The Court pointed out that section 140(5) does not deal with fraud and professional misconduct under the Act. The purpose behind the enactment of such a section is to break the unhealthy collusion between the company and the auditor. It held that a company auditor is a third party who is disinterested in the affairs of the company and is bound to perform his tasks in an impartial manner. If such an auditor opposes the direction of the NCLT, it means otherwise and the tribunal may pass a final order under the second proviso.
Professional misconduct on part of company auditors can be investigated by the National Financial Reporting Authority formed under section 132 of the Companies Act, 2013 as well as provisions under the Chartered Accountants Act, 1949 as well. Similarly, the offence of fraud and the punishment thereof has been prescribed under section 447 of the Companies Act. As the ground for subjective satisfaction of the NCLT under section 140(5) is fraud, it cannot be stipulated that the tribunal, while adjudicating on debarment, is not taking into account the relevant aspersions of fraud against the auditor. Moreover, the nature of final order passed under the second proviso of section 140(5) and the punishment under section 447 of the Companies Act are both punitive, as they debar the auditor from practicing its profession. Hence, the nature of the act and its consequences need to be looked into rather than its nomenclature.
Even though the NCLT possesses the power to determine its own procedure, but the subjective satisfaction of the tribunal, if based on incomplete and inconclusive reports, can deprive the auditor of the opportunity to practice his own business and profession. Although the said provision was included as a cautionary note in order to protect the interest of shareholders, the act of debarring the auditor completely for a period of five years is rather excessive and unreasonable. When different mechanisms have been provided under the Act to investigate professional misconduct and fraud, this provision bypasses the established procedures without following due process.

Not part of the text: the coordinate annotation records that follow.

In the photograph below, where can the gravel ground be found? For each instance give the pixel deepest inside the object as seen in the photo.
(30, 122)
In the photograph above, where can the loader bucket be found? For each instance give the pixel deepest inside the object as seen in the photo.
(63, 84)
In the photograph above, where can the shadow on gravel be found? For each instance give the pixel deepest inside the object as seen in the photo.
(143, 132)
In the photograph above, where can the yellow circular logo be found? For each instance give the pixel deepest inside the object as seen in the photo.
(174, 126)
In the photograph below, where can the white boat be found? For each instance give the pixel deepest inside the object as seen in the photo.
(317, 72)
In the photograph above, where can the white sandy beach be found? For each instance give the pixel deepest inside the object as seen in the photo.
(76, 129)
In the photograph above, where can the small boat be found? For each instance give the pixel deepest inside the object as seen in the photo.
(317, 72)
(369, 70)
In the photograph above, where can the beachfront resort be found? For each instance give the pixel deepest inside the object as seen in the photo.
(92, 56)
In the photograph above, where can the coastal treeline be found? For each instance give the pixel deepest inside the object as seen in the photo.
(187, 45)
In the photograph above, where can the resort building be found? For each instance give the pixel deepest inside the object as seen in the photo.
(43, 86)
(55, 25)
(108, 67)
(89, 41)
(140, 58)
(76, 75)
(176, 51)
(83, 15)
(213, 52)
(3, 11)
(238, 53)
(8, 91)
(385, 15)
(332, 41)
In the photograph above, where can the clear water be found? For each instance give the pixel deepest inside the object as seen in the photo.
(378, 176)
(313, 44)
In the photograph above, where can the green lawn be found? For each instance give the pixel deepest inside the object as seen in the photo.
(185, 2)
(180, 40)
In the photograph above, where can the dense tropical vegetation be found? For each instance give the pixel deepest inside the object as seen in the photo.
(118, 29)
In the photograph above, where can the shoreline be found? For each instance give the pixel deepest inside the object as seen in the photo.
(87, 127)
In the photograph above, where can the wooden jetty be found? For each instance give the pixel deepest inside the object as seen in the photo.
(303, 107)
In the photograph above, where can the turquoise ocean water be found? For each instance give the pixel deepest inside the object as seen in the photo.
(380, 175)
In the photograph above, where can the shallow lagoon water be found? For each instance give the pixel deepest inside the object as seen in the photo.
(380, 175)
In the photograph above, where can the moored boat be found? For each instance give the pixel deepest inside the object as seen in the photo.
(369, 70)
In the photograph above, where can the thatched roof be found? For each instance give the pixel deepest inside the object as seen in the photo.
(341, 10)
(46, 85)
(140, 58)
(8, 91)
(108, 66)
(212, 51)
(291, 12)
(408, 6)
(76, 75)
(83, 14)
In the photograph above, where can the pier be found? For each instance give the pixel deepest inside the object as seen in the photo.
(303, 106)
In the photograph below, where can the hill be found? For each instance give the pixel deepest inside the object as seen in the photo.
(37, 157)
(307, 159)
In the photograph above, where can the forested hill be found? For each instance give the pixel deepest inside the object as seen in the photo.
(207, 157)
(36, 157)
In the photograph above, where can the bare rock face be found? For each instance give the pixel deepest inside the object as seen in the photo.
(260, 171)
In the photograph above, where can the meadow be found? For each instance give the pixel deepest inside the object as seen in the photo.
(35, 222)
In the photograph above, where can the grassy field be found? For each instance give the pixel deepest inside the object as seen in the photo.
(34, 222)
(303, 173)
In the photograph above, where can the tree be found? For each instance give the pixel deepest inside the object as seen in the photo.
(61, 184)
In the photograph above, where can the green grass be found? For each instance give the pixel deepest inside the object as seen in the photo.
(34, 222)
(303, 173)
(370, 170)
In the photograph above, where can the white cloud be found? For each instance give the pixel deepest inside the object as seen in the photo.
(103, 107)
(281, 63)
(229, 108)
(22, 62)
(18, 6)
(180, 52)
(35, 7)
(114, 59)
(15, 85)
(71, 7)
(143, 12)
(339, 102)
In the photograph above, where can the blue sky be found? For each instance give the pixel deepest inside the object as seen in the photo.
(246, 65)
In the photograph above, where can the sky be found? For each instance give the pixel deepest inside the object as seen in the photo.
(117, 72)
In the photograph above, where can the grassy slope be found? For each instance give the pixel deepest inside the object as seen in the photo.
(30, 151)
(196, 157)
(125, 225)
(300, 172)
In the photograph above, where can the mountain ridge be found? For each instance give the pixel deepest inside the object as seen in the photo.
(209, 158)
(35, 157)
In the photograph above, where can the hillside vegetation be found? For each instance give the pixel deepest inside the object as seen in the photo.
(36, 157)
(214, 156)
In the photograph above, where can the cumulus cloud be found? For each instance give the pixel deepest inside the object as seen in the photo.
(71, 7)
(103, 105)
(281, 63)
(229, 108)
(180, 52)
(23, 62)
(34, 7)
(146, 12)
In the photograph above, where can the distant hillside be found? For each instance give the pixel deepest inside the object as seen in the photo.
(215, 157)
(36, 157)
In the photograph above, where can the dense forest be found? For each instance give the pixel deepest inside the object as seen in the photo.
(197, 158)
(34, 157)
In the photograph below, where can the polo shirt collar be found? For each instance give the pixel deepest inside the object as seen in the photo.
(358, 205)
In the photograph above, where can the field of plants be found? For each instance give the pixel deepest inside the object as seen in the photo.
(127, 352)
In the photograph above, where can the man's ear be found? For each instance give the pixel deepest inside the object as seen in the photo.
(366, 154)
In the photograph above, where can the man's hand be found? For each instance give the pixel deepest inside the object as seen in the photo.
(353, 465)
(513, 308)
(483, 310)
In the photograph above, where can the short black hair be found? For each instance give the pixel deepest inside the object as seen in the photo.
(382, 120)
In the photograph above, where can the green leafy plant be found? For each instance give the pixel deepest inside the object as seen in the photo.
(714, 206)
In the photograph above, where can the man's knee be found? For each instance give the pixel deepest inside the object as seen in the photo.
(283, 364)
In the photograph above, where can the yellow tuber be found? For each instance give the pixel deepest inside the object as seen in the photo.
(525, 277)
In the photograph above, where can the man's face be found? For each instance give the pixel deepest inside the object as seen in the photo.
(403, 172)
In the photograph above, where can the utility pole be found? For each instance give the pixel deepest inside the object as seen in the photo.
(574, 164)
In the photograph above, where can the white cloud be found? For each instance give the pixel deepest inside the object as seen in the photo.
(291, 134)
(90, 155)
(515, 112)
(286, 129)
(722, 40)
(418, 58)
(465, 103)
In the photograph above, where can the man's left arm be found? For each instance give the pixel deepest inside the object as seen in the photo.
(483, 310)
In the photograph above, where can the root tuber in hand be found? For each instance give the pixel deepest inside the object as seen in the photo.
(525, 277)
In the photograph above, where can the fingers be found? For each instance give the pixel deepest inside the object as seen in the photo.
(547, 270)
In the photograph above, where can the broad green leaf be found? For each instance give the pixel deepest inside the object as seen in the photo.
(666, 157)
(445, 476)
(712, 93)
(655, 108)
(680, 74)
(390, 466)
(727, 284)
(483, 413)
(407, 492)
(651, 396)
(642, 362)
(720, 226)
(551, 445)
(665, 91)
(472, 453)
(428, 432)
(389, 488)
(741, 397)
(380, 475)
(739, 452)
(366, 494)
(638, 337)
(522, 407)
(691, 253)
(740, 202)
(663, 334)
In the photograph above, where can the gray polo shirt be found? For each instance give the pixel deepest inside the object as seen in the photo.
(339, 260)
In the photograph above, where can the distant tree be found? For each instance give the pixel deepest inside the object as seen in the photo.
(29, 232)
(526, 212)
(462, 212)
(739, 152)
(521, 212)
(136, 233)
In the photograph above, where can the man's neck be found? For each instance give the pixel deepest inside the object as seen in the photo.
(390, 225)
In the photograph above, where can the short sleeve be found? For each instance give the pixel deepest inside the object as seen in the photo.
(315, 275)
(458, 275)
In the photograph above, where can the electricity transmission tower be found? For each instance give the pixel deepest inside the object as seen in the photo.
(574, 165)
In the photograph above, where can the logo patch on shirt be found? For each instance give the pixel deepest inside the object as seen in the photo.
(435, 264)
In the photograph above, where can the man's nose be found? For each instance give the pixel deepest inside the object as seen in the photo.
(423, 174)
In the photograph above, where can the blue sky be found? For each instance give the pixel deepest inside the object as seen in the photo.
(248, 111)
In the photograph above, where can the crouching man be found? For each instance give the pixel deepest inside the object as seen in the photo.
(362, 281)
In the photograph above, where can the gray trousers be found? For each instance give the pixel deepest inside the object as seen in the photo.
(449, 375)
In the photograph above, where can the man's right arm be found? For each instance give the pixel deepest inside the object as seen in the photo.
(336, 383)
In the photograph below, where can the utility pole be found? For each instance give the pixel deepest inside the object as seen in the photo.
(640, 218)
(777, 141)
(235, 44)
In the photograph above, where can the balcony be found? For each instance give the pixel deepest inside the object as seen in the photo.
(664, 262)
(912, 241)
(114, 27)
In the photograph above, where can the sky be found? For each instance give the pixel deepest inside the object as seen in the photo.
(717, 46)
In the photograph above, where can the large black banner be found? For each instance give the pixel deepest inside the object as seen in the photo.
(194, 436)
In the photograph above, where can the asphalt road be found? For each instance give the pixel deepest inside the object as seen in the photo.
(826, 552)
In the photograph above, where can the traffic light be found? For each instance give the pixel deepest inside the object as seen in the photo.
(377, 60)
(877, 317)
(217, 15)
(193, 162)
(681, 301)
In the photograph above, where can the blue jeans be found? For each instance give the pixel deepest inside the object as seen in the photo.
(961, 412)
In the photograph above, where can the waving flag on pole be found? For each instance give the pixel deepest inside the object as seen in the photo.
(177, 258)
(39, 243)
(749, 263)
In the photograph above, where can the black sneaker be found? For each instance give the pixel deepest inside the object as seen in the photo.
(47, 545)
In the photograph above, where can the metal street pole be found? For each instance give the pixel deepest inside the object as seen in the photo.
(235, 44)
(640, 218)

Moreover, the provision acts as a threat rather than a cautionary note for the company auditor, as it places the burden on the auditor to recuse himself before the NCLT passes a final order. These considerations can give rise to caprice in the adjudication process as the auditor is not even offered an opportunity to present himself properly before the Tribunal. This extraordinary power, if exercised by the NCLT, can not only cause loss of business for the auditor, but can also create a stigma that can hamper his future prospects. Hence, it is necessary to accompany such power with proper procedures and safeguards.
In light of different provisions governing fraud and professional misconduct on part of company auditor, the second proviso of section 140(5) is rather an extraordinary and unnecessary provision that acts as a death note for the company auditor. The exercise of such power needs to be substantiated with proper reasoning and procedural safeguards. If not regulated properly, the provision can become a ruse for the Government to fix responsibility in such circumstances without proper enquiry.